Discovering and developing novel medicines that make a real difference in the lives of the people we serve has always been complex, time-consuming and challenging. But we never forget that every step we take to increase the speed at which we are able to discover and develop new medicines and vaccines means less suffering for the patients who are waiting for them. That vital consideration drives us to continue to find new ways to accelerate the process of discovery, while still safeguarding our unwavering commitment to patient safety and scientific excellence.
At Merck Research Laboratories, we are employing a wide variety of strategies that increase the speed at which we can identify and move forward our most promising candidates. For example, molecular profiling, or forecasting, lets us evaluate the effectiveness of a molecule in treating disease and its possible side effects at an earlier stage than ever before. “Biomarkers,” a kind of pharmacological readout, enable us to predict the benefits or harm of a potential medicine well in advance of early-stage clinical trials. Gene-expression array experiments can help identify critical patterns more quickly.
Our efforts have made Merck a world leader in these methods. Last year, our scientists carried out about 40,000 gene-expression array experiments. In each of these experiments, the levels of activation of approximately 25,000 genes were monitored. We know of no other organization in the world that performs more of these cutting-edge experiments.
We are also bringing an increased number of new mechanisms into the pipeline through our own research and through external licenses and alliances. In 2004, we concluded 50 such transactions.

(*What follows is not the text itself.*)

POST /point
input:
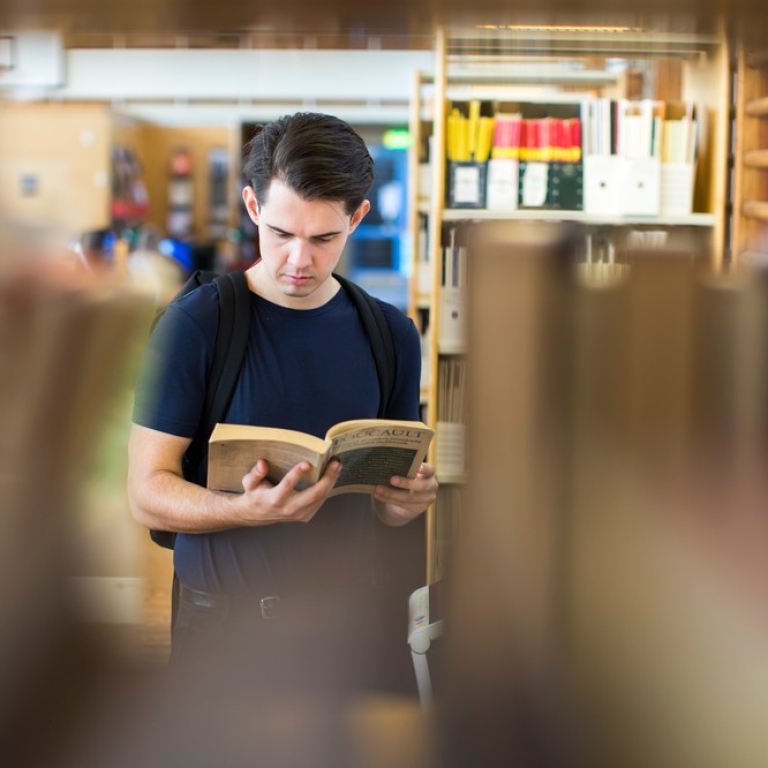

(See chart on research pipeline page.)
The result of one of these collaborations is muraglitazar, a new kind of treatment for Type 2 diabetes that Merck will co-promote with Bristol-Myers Squibb. This past December, an application was submitted to the FDA. In addition to muraglitazar and Arcoxia, Merck now has the following product candidates in late-stage development:
- RotaTeq, to protect against rotavirus, a highly contagious virus that causes gastroenteritis. (see above right)
- Our new vaccine for zoster, or shingles. (see above right)
- Gardasil, our vaccine to protect against HPV infection and related cervical cancer and genital warts.
- ProQuad, our new childhood vaccine that adds a chickenpox component to the existing measles, mumps and rubella vaccine, for which we are awaiting FDA approval.
- MK-431 for the treatment of Type 2 diabetes.
- Gaboxadol, a compound licensed from Lundbeck, using a new mechanism which shows in trials to date the potential to improve sleep quality with a low risk of abuse.
“SAHA,” our Phase II cancer compound for the treatment of cutaneous T-cell lymphoma, is in clinical trials. We plan to submit it to the FDA for approval in 2006.
For more than a century, Merck has built an extraordinary record of accomplishment driven by our commitment to scientific excellence. Our ability to leverage and lead the revolution taking place in science will help drive our future success.
Molecular profiling and gene-expression array experiments are just two ways we are accelerating drug discovery and development in Merck labs. We have accelerated the filing of two new vaccines, which are intended to help prevent disease from occurring in the first place.
The first vaccine–RotaTeq–helps prevent rotavirus, a highly contagious virus which causes the hospitalization of nearly 50,000 children under age 5 in the United States, plus an estimated 500,000 deaths worldwide each year.
The second vaccine is designed to prevent shingles and the long-term pain associated with it. Shingles, the reactivation of the chickenpox virus in adults, affects approximately 800,000 Americans annually. People over the age of 50 are most commonly affected. As the population continues to age, the occurrence of shingles is likely to increase.